Adele Maria Bertei (born 1955) is an American singer, songwriter, writer and director.

Early life 

Bertei was born in Cleveland, Ohio in 1955. She is the oldest of three children born to Katherine (née Murphy) and Umberto Bertei. Her father was an Italian immigrant and her mother was of Irish and French Canadian descent.
Bertei and her brothers became wards of the state of Ohio, resulting in a childhood spent in foster homes, a Catholic convent school for wayward girls, and a reformatory in Ohio. Bertei never completed a formal education and is an autodidact.

She began writing poetry at a very young age and was discovered as a singer by legendary Cleveland musician Peter Laughner, who mentored her and convinced her to pursue a career in music.

Career in music 

Bertei began her career playing guitar and singing in the Wolves, her first band with Laughner. She left Cleveland for New York City in 1977 shortly after Laughner died prematurely of complications due to alcoholism.

Bertei quickly became a prominent figure in the no wave art and music scene in NYC, playing Acetone organ and guitar in the original line up of the Contortions fronted by James Chance. While working as personal assistant to Brian Eno in 1978, Bertei took him to a series of concerts at Artists Space in New York, which resulted in Eno producing the iconoclastic LP No New York for the Virgin/Antilles label, featuring the Contortions and three other no wave bands.
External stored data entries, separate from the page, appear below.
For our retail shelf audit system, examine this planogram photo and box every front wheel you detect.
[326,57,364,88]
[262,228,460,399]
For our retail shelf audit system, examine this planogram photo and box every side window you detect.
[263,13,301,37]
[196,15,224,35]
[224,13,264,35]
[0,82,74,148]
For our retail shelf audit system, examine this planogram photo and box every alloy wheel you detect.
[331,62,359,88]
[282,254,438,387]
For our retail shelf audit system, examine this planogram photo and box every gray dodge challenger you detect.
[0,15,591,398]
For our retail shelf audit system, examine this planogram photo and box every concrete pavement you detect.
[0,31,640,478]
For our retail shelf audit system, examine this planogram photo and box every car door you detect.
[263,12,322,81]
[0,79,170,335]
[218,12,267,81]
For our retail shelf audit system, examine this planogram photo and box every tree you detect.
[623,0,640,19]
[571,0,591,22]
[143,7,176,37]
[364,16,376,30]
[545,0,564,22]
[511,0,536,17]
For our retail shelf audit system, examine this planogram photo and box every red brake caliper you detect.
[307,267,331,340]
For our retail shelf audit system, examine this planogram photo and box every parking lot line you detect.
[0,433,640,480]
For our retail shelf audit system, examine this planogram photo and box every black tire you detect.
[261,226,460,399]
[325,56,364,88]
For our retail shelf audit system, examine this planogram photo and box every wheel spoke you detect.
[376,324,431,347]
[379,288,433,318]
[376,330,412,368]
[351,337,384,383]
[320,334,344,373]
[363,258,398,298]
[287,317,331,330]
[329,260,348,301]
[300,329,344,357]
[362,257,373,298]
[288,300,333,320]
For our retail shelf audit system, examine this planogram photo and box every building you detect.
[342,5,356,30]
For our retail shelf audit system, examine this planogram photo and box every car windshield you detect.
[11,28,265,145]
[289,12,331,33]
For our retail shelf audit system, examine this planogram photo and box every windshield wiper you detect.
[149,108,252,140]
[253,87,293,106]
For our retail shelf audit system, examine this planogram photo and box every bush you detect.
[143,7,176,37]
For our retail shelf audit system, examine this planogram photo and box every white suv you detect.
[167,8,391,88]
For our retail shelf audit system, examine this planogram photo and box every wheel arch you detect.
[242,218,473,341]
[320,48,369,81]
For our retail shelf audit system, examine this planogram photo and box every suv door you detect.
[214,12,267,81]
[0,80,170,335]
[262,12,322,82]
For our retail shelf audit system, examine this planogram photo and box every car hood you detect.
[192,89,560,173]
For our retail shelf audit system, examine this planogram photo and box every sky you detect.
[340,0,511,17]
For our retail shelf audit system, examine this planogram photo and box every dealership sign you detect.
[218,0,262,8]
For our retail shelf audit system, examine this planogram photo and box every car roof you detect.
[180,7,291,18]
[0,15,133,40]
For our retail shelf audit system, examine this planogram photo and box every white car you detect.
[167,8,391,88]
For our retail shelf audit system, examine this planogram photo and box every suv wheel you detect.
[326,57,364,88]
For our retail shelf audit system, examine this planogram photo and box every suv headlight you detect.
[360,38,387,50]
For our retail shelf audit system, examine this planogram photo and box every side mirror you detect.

The artist Martin Kippenberger brought Bertei to Berlin in 1980 to perform solo at his SO36 club and on her return to the U.S., Bertei started the all-girl punk-funk band the Bloods with guitarist Kathy Rey. The Bloods are considered the first rock and roll band of gay women who were publicly out of the closet. The band toured internationally, opened for the Clash in New York and released the single "Button Up", a John Peel favorite on the Au Pair's label Exit Records in 1981. "Button Up" was re-released on the British label Soul Jazz Records as part of the compilation New York Noise, Volume 1, released in 2005.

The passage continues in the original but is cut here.